Mini coaching: présenter des excuses élégante et dignes

Présenter des excuses peut être fait en s’appuyant sur la base de l’assertivité ou de la communication non violente, de façon à rester dans un échange d’égal à égal, qui prend en compte les deux parties. D’autre part, optez pour la simplicité, la concision, l’authenticité, ça vous évitera de vous égarer dans des dédales communicationnels aux vagues effluves de stratégie d’échec.

 

1- Les faits

Relatez les faits, les faits et rien que les faits. Supprimez toute interprétation qui pourrait nuire à la communication, toute justification qui pourrait minimiser votre responsabilité.

 

2- Les sentiments

Expliquez brièvement comment vous vous sentez vis à vis de votre comportement et pourquoi.

 

3- Les excuses

Présentez vos excuses en toute simplicité et de manière concise. “Je te présente mes excuses”, “je suis désolé”, mais évidemment, pas de “je m’excuse”, c’est à votre interlocuteur de le faire.

 

4- S’engager à prendre des mesures

Tout l’intérêt de vos excuses, c’est que le comportement qui a heurté autrui ne se reproduise pas. Proposez une solution concrète alant dans ce sens et tenez votre engagement!
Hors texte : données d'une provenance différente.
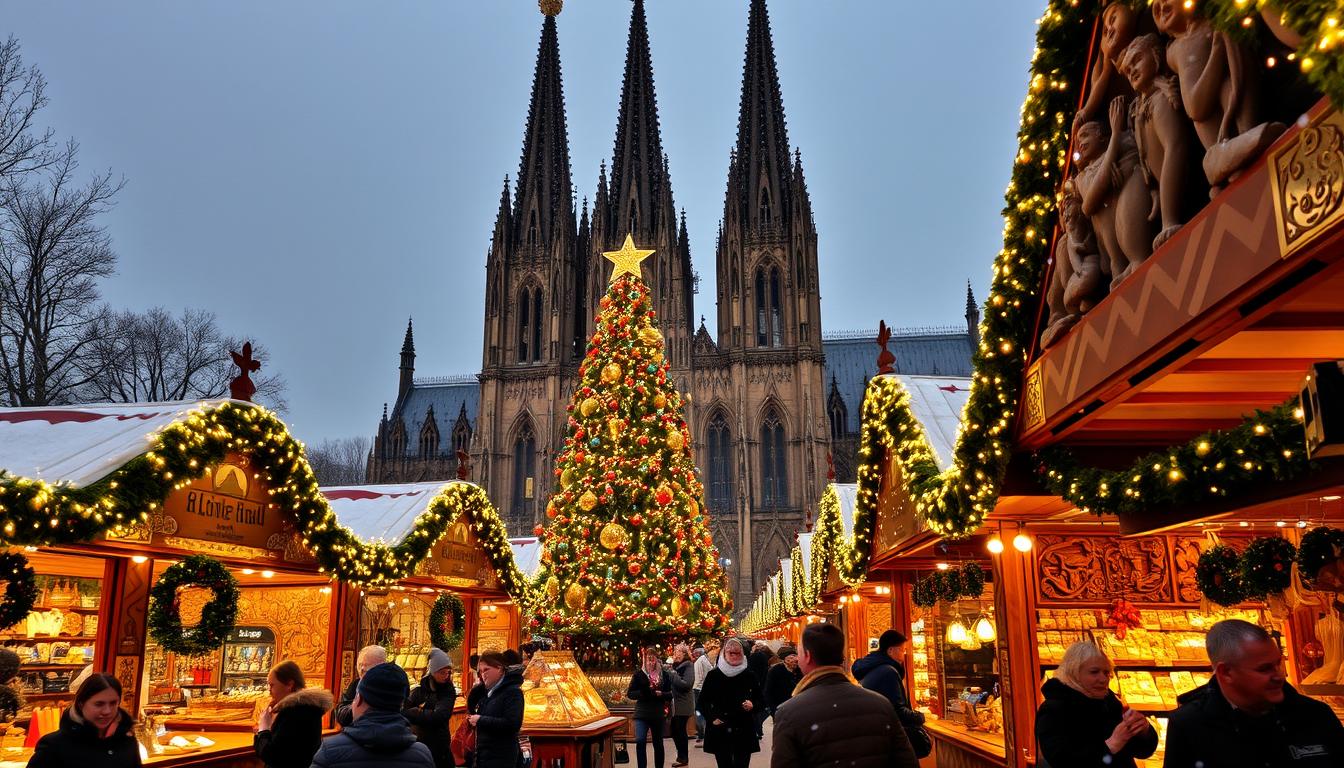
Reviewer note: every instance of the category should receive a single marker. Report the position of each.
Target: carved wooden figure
(1219, 90)
(1113, 195)
(1161, 133)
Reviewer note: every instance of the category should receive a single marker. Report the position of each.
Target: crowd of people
(824, 713)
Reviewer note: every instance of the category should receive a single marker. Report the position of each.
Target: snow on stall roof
(937, 402)
(382, 513)
(81, 444)
(527, 554)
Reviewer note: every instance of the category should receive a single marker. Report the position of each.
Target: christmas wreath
(446, 622)
(1268, 565)
(20, 592)
(1320, 546)
(217, 618)
(1219, 576)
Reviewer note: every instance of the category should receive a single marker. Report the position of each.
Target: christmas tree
(626, 548)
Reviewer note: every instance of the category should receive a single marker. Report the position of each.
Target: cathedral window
(721, 464)
(774, 491)
(524, 479)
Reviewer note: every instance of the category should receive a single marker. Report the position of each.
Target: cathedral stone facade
(772, 398)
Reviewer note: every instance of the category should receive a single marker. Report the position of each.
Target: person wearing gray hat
(430, 706)
(379, 736)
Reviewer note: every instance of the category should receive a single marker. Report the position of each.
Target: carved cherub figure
(1118, 23)
(1219, 90)
(1160, 133)
(1075, 283)
(1113, 195)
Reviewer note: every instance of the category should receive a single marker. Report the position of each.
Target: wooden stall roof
(79, 445)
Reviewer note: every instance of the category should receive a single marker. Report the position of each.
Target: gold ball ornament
(612, 535)
(575, 596)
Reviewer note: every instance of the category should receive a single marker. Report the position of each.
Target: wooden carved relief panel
(1100, 569)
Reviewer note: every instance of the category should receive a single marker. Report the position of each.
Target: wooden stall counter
(957, 747)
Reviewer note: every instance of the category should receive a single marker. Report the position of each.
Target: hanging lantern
(985, 630)
(956, 632)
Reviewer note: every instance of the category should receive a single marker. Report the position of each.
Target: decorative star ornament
(626, 260)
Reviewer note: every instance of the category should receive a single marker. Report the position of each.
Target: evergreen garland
(446, 608)
(1268, 565)
(1320, 546)
(217, 618)
(1219, 576)
(20, 592)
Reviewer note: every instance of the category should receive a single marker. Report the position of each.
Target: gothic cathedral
(770, 401)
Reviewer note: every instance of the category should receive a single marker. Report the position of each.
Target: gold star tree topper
(626, 260)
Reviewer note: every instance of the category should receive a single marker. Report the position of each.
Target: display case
(246, 658)
(557, 693)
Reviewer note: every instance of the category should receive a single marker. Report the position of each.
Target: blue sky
(316, 171)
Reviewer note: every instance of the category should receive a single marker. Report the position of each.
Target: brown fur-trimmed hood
(317, 698)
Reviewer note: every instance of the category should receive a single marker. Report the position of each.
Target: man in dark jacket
(430, 706)
(379, 736)
(1249, 714)
(883, 671)
(781, 679)
(831, 721)
(368, 657)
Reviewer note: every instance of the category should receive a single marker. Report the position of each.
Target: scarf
(729, 669)
(808, 679)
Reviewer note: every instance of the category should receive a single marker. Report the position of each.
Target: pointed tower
(776, 416)
(639, 202)
(535, 322)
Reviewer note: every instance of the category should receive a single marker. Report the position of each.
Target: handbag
(919, 740)
(464, 741)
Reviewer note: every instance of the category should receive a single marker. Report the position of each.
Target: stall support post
(1015, 616)
(120, 650)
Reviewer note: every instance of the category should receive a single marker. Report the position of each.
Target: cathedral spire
(543, 197)
(762, 148)
(639, 175)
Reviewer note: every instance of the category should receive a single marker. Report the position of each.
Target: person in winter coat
(430, 706)
(1247, 714)
(499, 716)
(882, 671)
(1083, 724)
(368, 657)
(683, 706)
(378, 736)
(729, 702)
(651, 690)
(94, 732)
(289, 731)
(781, 679)
(829, 720)
(758, 662)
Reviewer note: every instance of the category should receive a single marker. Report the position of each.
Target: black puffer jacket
(879, 673)
(1206, 731)
(429, 709)
(297, 731)
(77, 745)
(649, 702)
(1073, 728)
(501, 718)
(378, 740)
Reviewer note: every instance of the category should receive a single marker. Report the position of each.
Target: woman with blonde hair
(1082, 722)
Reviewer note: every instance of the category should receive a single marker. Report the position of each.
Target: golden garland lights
(36, 513)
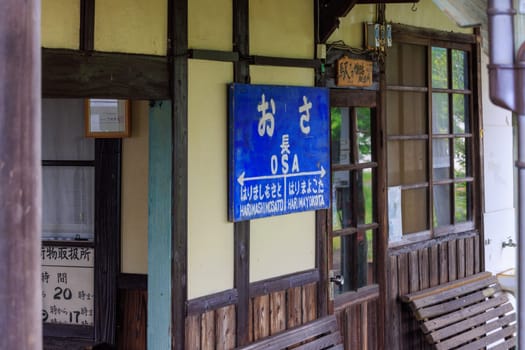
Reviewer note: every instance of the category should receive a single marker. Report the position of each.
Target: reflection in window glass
(407, 162)
(68, 202)
(439, 68)
(414, 210)
(460, 110)
(460, 158)
(461, 201)
(365, 193)
(459, 70)
(342, 200)
(440, 114)
(364, 135)
(340, 120)
(442, 205)
(406, 113)
(441, 159)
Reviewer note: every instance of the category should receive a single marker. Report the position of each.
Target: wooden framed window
(431, 146)
(353, 217)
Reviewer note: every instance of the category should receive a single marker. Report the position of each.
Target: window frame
(468, 43)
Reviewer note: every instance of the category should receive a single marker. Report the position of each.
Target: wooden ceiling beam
(331, 10)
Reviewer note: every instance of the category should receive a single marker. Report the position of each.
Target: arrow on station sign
(241, 179)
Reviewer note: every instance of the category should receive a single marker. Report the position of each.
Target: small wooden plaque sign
(354, 72)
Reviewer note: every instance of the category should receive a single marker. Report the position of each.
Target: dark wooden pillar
(20, 176)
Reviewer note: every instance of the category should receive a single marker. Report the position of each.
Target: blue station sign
(279, 150)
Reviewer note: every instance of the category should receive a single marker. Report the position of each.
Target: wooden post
(20, 176)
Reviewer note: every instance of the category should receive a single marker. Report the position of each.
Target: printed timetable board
(67, 285)
(279, 150)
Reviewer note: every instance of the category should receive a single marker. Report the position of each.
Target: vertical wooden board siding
(131, 334)
(461, 257)
(193, 332)
(251, 315)
(277, 312)
(423, 269)
(364, 326)
(393, 317)
(477, 256)
(452, 262)
(443, 265)
(434, 266)
(469, 256)
(309, 302)
(208, 330)
(225, 328)
(413, 272)
(294, 307)
(261, 317)
(159, 226)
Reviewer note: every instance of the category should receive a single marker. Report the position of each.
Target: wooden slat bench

5- Rentrer dans le dialogue

Un simple “qu’en penses-tu?” permettra de donner la parole à votre interlocuteur, et vous pourrez ensuite passer a dialogue pour régler l’affaire.

  • “Je t’ai remis le dossier Tartempion tardivement et tu as eu trop peu de temps pour préparer la présentation. Je suis ennuyé parce que je ne voulais pas te causer du stress supplémentaire. J’en suis désolé, et je te propose la prochaine fois de communiquer davantage sur mes impératifs pour qu’on puisse se mettre ensemble d’accord sur les dates butoir. Qu’en penses-tu?”
  • “Je t’ai interrompu brutalement à la réunion avec le client et j’en suis mal à l’aise, car c’était inapproprié. Je te présente mes excuses et je te propose, pour la réunion de la semaine prochaine, de prendre quelques minutes pour la préparer ensemble. Qu’en dis-tu?”

Et comme recevoir et accepter les excuses d’autrui demande un peu de doigté et de savoir-vivre, je vous donne rendez-vous prochainement pour la suite: accepter des excuses avec noblesse et magnanimité.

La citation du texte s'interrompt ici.